Roanoke Times Copyright (c) 1995, Landmark Communications, Inc. DATE: WEDNESDAY, June 2, 1993 TAG: 9306020231 SECTION: VIRGINIA PAGE: B-1 EDITION: METRO SOURCE: LON WAGNER STAFF WRITER DATELINE: LENGTH: Medium
Board members had thought their grappling with the budget - which includes a 20 percent increase in the real estate tax rate - was over. But the error will make them re-evaluate much of the budget.
"It was a hell of a big mistake," Rocky Mount District Supervisor Gus Forry said. "At first I thought, `How can we make up something like that?' But I think we'll be all right."
The accounting mix-up occurred when last year's spending figures - instead of the coming year's projected spending numbers - were used in developing the budget.
Board Vice Chairwoman Lois English said the $28.6 million erroneously plugged into the budget as the amount the schools would receive was even less than the schools got last year. "I don't know how that number got in there," English said.

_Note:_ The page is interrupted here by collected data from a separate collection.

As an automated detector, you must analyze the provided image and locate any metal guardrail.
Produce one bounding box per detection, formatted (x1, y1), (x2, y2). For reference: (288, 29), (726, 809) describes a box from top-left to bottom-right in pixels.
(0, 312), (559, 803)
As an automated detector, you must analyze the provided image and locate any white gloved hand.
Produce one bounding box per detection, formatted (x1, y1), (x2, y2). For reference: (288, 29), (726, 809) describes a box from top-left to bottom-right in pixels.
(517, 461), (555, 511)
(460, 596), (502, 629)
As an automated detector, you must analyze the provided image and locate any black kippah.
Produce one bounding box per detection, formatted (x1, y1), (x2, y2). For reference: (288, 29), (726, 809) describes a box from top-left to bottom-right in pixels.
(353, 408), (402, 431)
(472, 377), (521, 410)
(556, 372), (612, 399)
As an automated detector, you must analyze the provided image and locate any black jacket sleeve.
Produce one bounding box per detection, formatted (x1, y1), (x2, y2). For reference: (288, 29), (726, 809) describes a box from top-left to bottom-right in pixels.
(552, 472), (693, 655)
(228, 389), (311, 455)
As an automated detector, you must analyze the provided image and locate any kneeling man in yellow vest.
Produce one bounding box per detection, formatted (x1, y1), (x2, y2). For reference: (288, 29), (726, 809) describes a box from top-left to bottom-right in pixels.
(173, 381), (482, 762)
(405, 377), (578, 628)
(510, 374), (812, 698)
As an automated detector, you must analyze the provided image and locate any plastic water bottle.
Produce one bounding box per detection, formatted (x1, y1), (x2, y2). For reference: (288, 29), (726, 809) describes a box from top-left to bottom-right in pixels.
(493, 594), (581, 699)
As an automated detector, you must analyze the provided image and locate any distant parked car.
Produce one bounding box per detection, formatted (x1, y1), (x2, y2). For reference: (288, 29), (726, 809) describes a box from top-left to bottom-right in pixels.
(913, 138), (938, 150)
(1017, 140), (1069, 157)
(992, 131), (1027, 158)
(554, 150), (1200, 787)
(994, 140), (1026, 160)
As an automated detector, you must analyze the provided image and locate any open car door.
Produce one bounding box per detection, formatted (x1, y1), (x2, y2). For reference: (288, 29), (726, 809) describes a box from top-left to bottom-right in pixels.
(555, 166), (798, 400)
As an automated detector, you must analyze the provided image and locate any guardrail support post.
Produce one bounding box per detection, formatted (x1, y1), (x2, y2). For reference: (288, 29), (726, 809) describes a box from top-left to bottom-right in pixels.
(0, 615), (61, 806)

Board members did not fault any individual for the mistake; instead they said having to hire a new county administrator in the middle of budget number-crunching forced them to rush the process.
Using the lower figures at a work session last week, the supervisors thought they finally had worked out the budget's problems. In fact, board Chairman Wayne Angell said he thought the county was sitting pretty.
"Though we had a couple days of joyful thinking, we were mistaken," Angell said.
The supervisors said they were notified of the problem when an official with the school system phoned to let them know that the amount budgeted for the schools fell far short of the $1.5 million in additional local money the school system had been promised.
The supervisors already have advertised their plans to raise the real estate tax rate from 50 cents to 60 cents per $100. Angell and other board members said the $2.5 million blunder would not force them to further increase the tax rate, but would make them wipe out items they had included to prepare for the future.
The $150,000 budgeted for economic development and nearly $500,000 budgeted for future needs like a new county landfill will have to be reduced or even eliminated, Angell said. The county's contingency fund probably will have to be reduced from the $466,000 budgeted, he said.
The board has called a special meeting Thursday to work on the budget, which is scheduled to take effect July 1. A public hearing on the budget and 10-cent tax rate increase has been scheduled for June 21.
With the exception of the school budget, which the School Board already has approved, all other aspects of the $42 million budget will be open for discussion - and paring - Thursday. Angell said the result will have to be a "tight, tight budget."
Despite the hard time explaining how a $2.5 million error could occur, English said the mistake shows that "we all make errors."
"I'm just glad it was found now instead of next year at this time," she said.